The reduced number miles traveled during the pandemic, combined with the higher number of fatalities, also impacted Maryland’s overall fatality rate. In 2019, the state experienced 60.1 billion vehicle miles traveled, and with 535 fatalities that year the fatality rate was .89 deaths per every 100 million vehicle miles traveled. In 2020, vehicle miles fell to 51.3 billion statewide – a 14.5% decrease. With 569 fatalities, the rate of deaths per 100 million vehicle miles traveled rose on 2020 to 1.108.

“It’s unfortunate that as our state dealt with the challenges of a pandemic this past year, there were drivers who disregarded their own safety and the safety of others, and took advantage of a decreased traffic volume to increase speed and related dangerous driving behaviors,” Maryland State Police Superintendent Colonel Woodrow W. Jones III said. “The men and women of the Maryland State Police will not relent in their efforts to reduce this surge in traffic fatalities by using data-driven strategies to strictly enforce our traffic laws.  I urge drivers statewide to do their part to help us make our roads safe.”

In August 2020, the MDOT Motor Vehicle Administration’s (MDOT MVA) Highway Safety Office conducted its annual Roadside Observation Seat Belt Survey at 130 select sites in 13 jurisdictions. The survey observed more than 48,500 vehicles and found 89.9% of front seat occupants were observed using a seat belt – a decrease from 90.4% and 90.3% in 2019 and 2018, respectively.

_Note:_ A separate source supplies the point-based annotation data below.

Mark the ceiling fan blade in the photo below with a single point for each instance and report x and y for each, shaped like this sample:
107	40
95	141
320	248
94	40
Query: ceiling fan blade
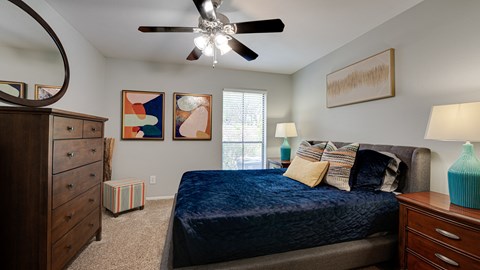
206	9
195	54
264	26
242	50
153	29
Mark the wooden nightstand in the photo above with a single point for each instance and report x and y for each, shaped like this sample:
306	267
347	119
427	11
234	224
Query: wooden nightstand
274	163
434	234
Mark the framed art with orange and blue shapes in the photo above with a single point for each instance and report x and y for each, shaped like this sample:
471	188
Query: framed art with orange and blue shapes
143	115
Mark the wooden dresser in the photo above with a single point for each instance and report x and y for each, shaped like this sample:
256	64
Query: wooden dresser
51	172
435	234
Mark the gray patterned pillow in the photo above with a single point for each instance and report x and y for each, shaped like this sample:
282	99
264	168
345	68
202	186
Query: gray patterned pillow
311	152
341	162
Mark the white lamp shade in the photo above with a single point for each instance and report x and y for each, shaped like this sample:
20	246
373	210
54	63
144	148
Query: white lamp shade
455	122
285	130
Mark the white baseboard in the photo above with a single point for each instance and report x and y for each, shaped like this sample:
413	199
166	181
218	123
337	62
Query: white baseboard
159	198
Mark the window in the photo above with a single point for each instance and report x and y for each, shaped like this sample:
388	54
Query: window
244	126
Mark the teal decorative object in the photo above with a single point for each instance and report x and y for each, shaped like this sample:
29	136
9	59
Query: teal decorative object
285	150
459	122
285	130
464	179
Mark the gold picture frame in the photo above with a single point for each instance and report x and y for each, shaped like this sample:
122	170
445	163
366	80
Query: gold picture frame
369	79
45	91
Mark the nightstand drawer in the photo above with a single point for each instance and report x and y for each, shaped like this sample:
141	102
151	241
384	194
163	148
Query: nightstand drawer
440	255
445	231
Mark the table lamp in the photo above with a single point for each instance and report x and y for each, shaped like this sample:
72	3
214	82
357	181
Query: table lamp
459	122
285	130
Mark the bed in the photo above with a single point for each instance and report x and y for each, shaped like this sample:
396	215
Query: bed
257	232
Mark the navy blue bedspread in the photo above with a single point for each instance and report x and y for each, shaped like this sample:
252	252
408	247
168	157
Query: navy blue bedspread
227	215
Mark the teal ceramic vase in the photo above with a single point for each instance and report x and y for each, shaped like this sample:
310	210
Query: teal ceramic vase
464	179
285	150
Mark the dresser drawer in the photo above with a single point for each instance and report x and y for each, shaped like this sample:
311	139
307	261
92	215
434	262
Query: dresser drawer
440	255
67	215
445	231
68	245
415	263
69	154
92	129
69	184
67	128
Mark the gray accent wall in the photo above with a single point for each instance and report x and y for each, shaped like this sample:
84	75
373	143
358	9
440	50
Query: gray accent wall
437	61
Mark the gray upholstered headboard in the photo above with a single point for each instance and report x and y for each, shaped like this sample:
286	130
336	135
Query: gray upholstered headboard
417	159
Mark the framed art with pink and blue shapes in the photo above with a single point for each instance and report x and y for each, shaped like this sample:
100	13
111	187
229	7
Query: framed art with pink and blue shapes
16	89
192	116
143	115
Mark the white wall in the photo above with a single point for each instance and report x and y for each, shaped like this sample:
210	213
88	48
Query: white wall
87	66
437	61
169	159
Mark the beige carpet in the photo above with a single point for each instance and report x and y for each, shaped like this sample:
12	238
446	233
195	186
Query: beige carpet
134	240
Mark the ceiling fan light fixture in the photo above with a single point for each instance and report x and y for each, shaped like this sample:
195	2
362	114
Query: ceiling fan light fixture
224	49
220	40
209	50
201	42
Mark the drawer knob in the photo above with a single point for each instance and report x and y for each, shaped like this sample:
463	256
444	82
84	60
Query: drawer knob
447	234
446	259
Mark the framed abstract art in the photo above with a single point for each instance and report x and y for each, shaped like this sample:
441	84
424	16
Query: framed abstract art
192	116
16	89
369	79
143	115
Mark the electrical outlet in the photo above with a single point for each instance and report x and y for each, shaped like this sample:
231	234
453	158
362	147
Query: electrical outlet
153	179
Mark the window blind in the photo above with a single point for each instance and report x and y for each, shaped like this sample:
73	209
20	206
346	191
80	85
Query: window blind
243	129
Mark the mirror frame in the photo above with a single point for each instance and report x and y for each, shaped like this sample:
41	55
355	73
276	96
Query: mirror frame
44	102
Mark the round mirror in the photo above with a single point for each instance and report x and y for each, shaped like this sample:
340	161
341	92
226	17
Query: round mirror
34	68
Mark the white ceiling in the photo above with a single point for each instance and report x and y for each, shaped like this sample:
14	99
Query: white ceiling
313	28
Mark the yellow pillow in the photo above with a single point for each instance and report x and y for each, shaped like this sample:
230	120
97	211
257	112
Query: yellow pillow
307	172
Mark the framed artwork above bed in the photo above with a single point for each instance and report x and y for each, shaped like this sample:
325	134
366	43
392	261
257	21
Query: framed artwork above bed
143	115
192	116
369	79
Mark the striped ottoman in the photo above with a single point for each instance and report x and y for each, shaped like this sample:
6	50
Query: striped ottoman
123	195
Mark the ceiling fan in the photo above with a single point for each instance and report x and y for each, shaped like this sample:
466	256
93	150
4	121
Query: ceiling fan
217	32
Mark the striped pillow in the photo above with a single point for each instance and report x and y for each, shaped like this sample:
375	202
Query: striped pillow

“Every year we see the same factors contributing to roadways fatalities: speed, distractions, impairment and lack of seat belt use. As a community, we must challenge each and every person to take responsibility when they get in a vehicle or travel on our roadways,” said MDOT MVA Administrator Chrissy Nizer, who also serves as Governor Hogan’s Highway Safety Representative. “Highway safety partners across the state are committed to saving lives, but it’s going to take action by every Marylander to end these tragedies and reach our goal of zero fatalities and serious injuries by 2030.”